TotalEnergies et les supermarchés prennent des mesures pour atténuer les coûts des carburants face à la hausse des prix.

Alors que les prix des carburants atteignent des niveaux records en France, TotalEnergies, l’un des plus grands groupes pétroliers du pays, a annoncé qu’il maintiendrait le plafonnement des prix de l’essence et du gazole à 1,99 euro le litre dans ses 3 400 stations-service à travers la France. Cette décision fait suite à l’appel du ministère de la Transition énergétique à la « solidarité » face à la hausse des prix du carburant.

TotalEnergies avait initialement mis en place ce plafonnement en février 2023, avec une échéance prévue pour la fin de l’année en cours. Cependant, la récente flambée des prix a incité le groupe à prolonger cette mesure jusqu’à ce que les prix du carburant se stabilisent.

Les prix de l’essence ont récemment dépassé la barre des deux euros le litre, un niveau qui n’avait plus été atteint depuis avril. Cette augmentation incluait déjà le plafonnement en place par TotalEnergies. Face à cette situation, le ministre de l’Économie, Bruno Le Maire, avait appelé le géant de l’énergie à prolonger cette mesure pour tenir compte des difficultés financières des automobilistes.

Le ministre Le Maire a souligné que la hausse des prix du carburant était en partie due à des facteurs internationaux, notamment la réduction de la production de pétrole par des pays comme l’Arabie saoudite et la Russie. Il a également exclu la possibilité d’une subvention gouvernementale généralisée, mesure utilisée en 2022 pour un coût estimé à 8 milliards d’euros.

La ministre de la Transition énergétique, Agnès Pannier-Runacher, a salué la décision de TotalEnergies et a demandé aux fournisseurs et aux distributeurs de carburant de faire preuve de responsabilité. Elle a appelé à la solidarité tout au long de la chaîne d’approvisionnement, en insistant sur la nécessité de maîtriser les prix pour le consommateur final.

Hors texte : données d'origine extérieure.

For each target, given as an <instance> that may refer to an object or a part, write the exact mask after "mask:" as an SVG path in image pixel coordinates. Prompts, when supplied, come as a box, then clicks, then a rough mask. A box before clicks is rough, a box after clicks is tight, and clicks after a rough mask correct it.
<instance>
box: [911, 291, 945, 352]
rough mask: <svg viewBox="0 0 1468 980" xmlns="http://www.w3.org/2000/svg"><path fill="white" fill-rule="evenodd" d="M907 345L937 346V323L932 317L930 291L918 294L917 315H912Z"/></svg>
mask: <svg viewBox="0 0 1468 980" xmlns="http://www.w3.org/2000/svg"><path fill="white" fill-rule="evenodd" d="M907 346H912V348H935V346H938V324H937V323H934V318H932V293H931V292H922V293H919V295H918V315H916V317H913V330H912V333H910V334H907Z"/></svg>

Dans les supermarchés, qui ne produisent pas leur propre carburant comme TotalEnergies, plusieurs enseignes ont annoncé des opérations de vente à prix coûtant. Les marges de ces supermarchés étant de l’ordre de 1 à 2 centimes, cela a un impact moins significatif que le plafonnement de TotalEnergies.

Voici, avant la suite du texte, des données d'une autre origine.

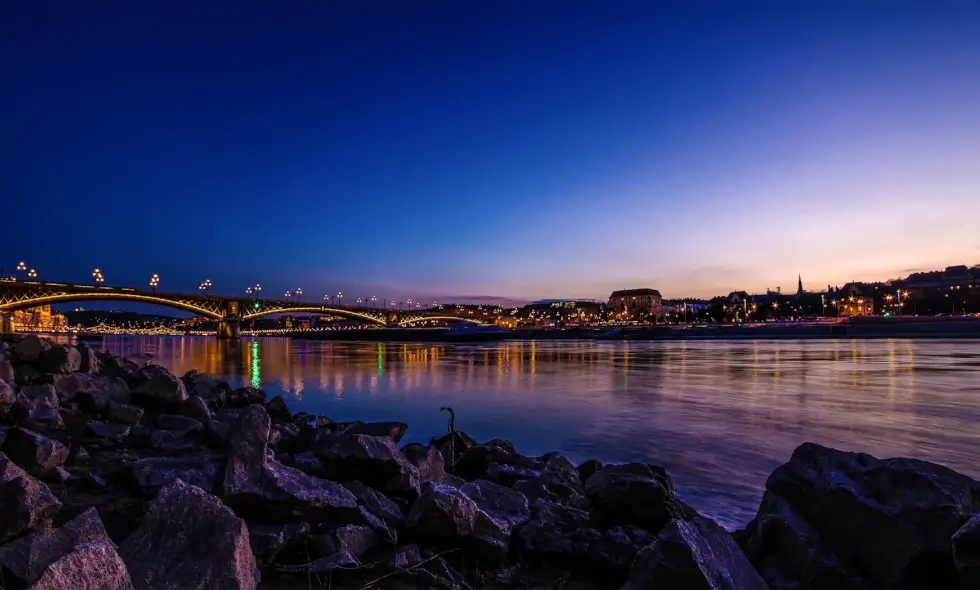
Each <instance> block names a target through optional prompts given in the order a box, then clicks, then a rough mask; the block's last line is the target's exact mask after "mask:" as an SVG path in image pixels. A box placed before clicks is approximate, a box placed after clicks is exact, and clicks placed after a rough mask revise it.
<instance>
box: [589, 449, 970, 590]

Intermarché, Casino et Système U ont déjà annoncé de telles opérations, tandis que la ministre de la Transition énergétique attend d’autres distributeurs qu’ils fassent de même.

La hausse des prix du carburant en France est un problème persistant cet été. La semaine dernière, le SP95-E10 se vendait en moyenne à 1,9359 euro le litre (+0,9 centime par rapport à la semaine précédente), le gazole à 1,88 euro (+2,3 centimes) et le SP-98 à 2 euros (stable). Ces tarifs n’avaient pas atteint de tels niveaux depuis plusieurs mois, selon les statistiques du ministère de la Transition écologique.